Santiago Pierotti si sblocca, da combattente, nella partita più simile ad una battaglia sportiva. La rete tanto attesa, che mancava dal 31 gennaio 2025 (doppietta su assist di Krstovic in Parma-Lecce 1-3) giunge in uno scontro diretto importantissimo per la classifica e per il morale visti gli impegni successivi che attendono la formazione di Di Francesco.
Vantaggio
Dopo la panchina iniziale a Como e l’ingresso al 45’, Pierotti ha ripreso il suo posto a destra nel 4-2-3-1 giocando insieme a Coulibaly e Banda. La rete è arrivata su palla inattiva, di testa, su corner di Gallo. La mancata uscita di Audero ha agevolato il compito di Pierotti, posizionato, per ammissione di Di Francesco, in un modo diverso rispetto al passato sui calci d’angolo offensivi. C’è il suo zampino anche sul 2-0. Pierotti ha ricevuto la sfera a destra dopo la giocata offensiva di Ramadani e servito Stulic, murato irregolarmente da Bianchetti, con il tempismo giusto.

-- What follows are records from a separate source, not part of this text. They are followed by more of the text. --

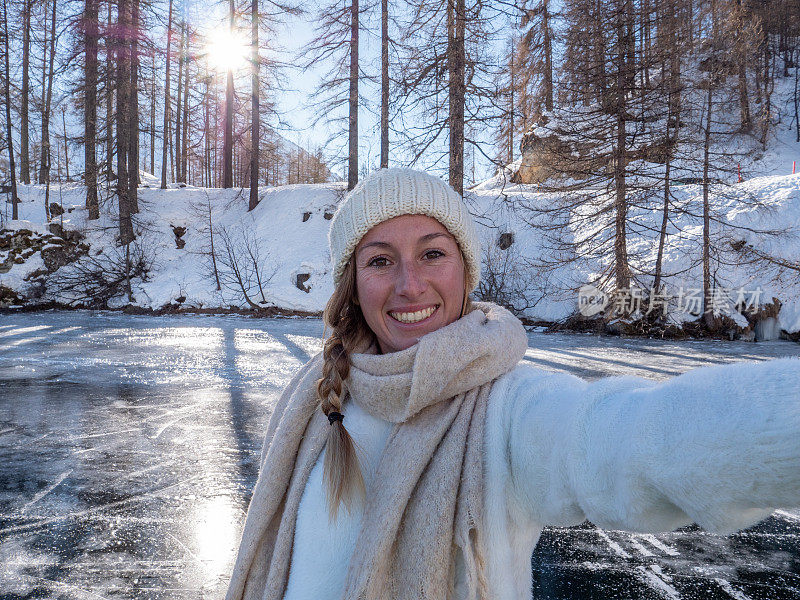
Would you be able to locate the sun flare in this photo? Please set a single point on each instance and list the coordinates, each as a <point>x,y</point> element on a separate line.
<point>227,50</point>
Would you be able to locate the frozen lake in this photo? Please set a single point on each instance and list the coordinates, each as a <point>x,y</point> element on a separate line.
<point>129,446</point>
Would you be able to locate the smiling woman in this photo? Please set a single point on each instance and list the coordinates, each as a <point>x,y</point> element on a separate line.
<point>455,455</point>
<point>227,50</point>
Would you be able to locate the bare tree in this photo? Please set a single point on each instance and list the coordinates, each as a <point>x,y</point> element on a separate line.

La non esultanza e il suo pensiero
Dopo l’1-0, Pierotti non ha esultato rimanendo a testa bassa in attesa dell’abbraccio dei compagni. Verosimilmente, la pressione per il mancato guizzo ha inciso nella gestione del momento seppur felice.” Ho lavorato tanto, quando le cose non vanno bene bisogna lavorare ancor di più”, le sue parole a Dazn nell’immediato post-gara.
Le cifre
Pierotti ha chiuso la partita con l’89% di precisione passaggi (16 tocchi riusciti), 3 palloni in area e, stranamente rispetto al solito, secondo di squadra nei contrasti a 18 (7 aerei e 2 tackles) dietro i 21 di Banda. La presenza nella manovra offensiva si legge nello 0.33 di xAssist.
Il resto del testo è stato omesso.